See `./test/environments/controllers/geometric_tracking.jl` and `./test/environments/controllers/geometric_tracking_inner_outer.jl` for [the geometric tracking controller](https://ieeexplore.ieee.org/abstract/document/5717652/).
### Control barrier function (CBF) methods
For examples of CBF methods, see `./test/environments/controllers/cbf.jl`.
## Visualisation
### Missile guidance with interactive visualisation
- See `test/pluto_guidance.jl` (thanks to [@nhcho91](https://github.com/nhcho91)).
### Multicopter rendering
- For more details, see [FSimPlots.jl](https://github.com/JinraeKim/FSimPlots.jl).
## Examples with ROS2
See [FSimROS.jl](https://github.com/JinraeKim/FSimROS.jl).
## Related packages
### FSim family
- [FSimBase.jl](https://github.com/JinraeKim/FSimBase.jl) is
the lightweight base package for numerical simulation supporting nested dynamical systems and macro-based data logger. For more functionality, see FlightSims.jl.
- [FSimZoo.jl](https://github.com/JinraeKim/FSimZoo.jl)
contains predefined environments and controllers for FlightSims.jl.
- [FSimPlots.jl](https://github.com/JinraeKim/FSimPlots.jl) is
the plotting package for predefined environments exported from FlightSims.jl
- [FSimROS.jl](https://github.com/JinraeKim/FSimROS.jl) is
a package of FlightSims.jl family for ROS2.
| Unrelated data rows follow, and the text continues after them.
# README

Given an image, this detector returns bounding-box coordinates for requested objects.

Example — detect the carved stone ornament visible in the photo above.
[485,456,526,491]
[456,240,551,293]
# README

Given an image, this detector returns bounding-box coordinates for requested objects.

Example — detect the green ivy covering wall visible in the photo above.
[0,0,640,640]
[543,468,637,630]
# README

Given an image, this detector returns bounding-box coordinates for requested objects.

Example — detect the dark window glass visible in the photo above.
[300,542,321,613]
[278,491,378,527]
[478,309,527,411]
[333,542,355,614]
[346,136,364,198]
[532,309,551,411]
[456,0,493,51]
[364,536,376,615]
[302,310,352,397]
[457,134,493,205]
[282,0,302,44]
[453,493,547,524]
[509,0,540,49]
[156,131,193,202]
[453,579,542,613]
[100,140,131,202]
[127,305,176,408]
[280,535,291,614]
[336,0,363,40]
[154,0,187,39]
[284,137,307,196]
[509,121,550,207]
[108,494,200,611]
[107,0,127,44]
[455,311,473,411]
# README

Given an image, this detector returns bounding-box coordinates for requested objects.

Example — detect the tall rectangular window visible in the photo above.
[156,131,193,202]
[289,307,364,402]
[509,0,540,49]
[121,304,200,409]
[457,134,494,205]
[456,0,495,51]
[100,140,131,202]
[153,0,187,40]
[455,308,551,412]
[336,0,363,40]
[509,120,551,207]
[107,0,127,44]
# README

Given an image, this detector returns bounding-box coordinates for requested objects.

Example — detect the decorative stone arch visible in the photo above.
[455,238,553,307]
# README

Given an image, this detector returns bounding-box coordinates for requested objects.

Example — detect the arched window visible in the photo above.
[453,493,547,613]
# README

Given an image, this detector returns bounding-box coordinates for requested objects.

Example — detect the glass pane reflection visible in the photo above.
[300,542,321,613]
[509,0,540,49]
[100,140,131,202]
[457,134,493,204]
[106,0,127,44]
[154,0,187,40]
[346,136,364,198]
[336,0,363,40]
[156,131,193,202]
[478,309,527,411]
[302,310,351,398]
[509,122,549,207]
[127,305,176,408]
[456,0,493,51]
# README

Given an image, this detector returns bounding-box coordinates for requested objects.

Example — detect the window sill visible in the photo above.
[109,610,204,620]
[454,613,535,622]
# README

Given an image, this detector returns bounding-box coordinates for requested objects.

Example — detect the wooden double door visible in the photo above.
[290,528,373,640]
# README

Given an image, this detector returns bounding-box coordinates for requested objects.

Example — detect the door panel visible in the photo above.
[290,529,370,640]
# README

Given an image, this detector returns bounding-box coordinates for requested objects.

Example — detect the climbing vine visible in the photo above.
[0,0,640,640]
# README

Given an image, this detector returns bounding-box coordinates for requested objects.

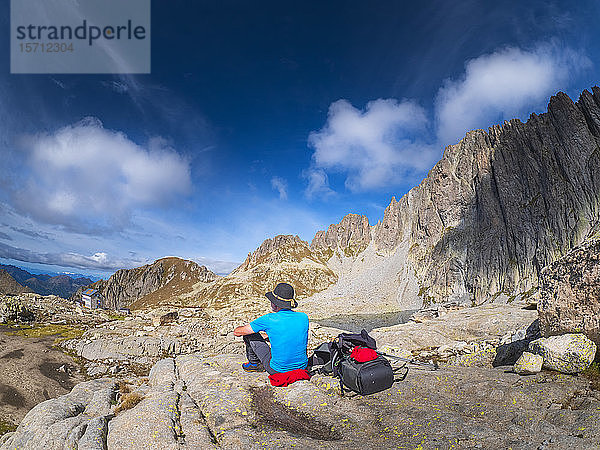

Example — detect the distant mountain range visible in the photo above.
[28,87,600,317]
[0,264,93,298]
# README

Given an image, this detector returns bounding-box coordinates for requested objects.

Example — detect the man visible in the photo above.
[233,283,308,375]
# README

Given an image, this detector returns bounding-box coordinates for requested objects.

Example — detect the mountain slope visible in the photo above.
[0,264,92,298]
[80,257,219,309]
[190,235,337,308]
[304,87,600,309]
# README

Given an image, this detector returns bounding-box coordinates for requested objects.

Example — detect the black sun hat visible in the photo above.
[265,283,298,309]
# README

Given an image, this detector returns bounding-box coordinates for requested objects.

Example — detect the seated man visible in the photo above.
[233,283,308,375]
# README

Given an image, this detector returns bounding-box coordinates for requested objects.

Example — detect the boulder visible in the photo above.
[538,240,600,352]
[529,333,596,374]
[0,297,35,323]
[7,353,600,450]
[152,311,179,327]
[514,352,544,375]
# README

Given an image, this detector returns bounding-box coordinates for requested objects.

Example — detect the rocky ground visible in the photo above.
[0,295,600,449]
[2,354,600,449]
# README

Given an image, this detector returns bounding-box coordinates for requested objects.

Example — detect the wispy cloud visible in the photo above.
[13,118,191,233]
[271,177,287,200]
[0,242,148,270]
[436,44,591,145]
[100,80,130,94]
[307,99,435,194]
[7,225,52,240]
[302,167,335,199]
[304,42,591,197]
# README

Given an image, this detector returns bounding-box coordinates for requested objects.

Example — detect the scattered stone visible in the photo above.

### Packages using FlightSims.jl
- [FaultTolerantControl.jl](https://github.com/JinraeKim/FaultTolerantControl.jl):
fault tolerant control (FTC) with various models and algorithms of faults, fault detection and isolation (FDI), and reconfiguration (R) control.
- [FlightGNC.jl](https://github.com/nhcho91/FlightGNC.jl) ([@nhcho91](https://github.com/nhcho91)):
FlightGNC.jl is a Julia package containing GNC algorithms for autonomous systems.
### Useful packages
- It is highly based on [DifferentialEquations.jl](https://github.com/SciML/DifferentialEquations.jl) but mainly focusing on ODE (ordinary differential equations).
- The construction of nested environments are based on [ComponentArrays.jl](https://github.com/jonniedie/ComponentArrays.jl).
- The structure of the resulting data from simulation result is based on [DataFrames.jl](https://github.com/JuliaData/DataFrames.jl).
- Logging tool is based on [SimulationLogger.jl](https://github.com/JinraeKim/SimulationLogger.jl).
## Trouble shootings
### `solve` produces an empty Dataframe
- Please check whether you put `@Loggable` in front of the dynamics function in a proper way, e.g.,
```julia
function Dynamics!(env::MyEnv)
@Loggable function dynamics!(dx, x, p, t; u)
# return @Loggable dynamics!(dx, x, p, t; u) # This would not work
# blahblah...
end
end
```
### `@Loggable` does not work; `ERROR: LoadError: LoadError: LoadError: LoadError: LoadError: LoadError: KeyError: key :name not found`
- Please check whether you assigned a name of function annotated by `@Loggable`, e.g.,
```julia
function Dynamics!(env::YourEnv)
@Loggable function dynamics!(dX, X, p, ; u)
...
end
end
```
instead of
```julia
function Dynamics!(env::YourEnv)
@Loggable function (dX, X, p, ; u)
...
end
end
```
### The first input of the logged inputs is incorrect when using PeriodicCallback for zero-order-hold (ZOH) control (#161)
Due to the adaptive-time-step solver, it might "go back in time", which contradicts the saved results from SavingCallback with the applied input using PeriodicCallback.
If the time step of PeriodicCallback is `Δt`, then set the keyword argument `dtmax` of `solve` to be small, e.g., `dtmax = Δt/2` (see `./test/environments/basics/lqr.jl` as an example.)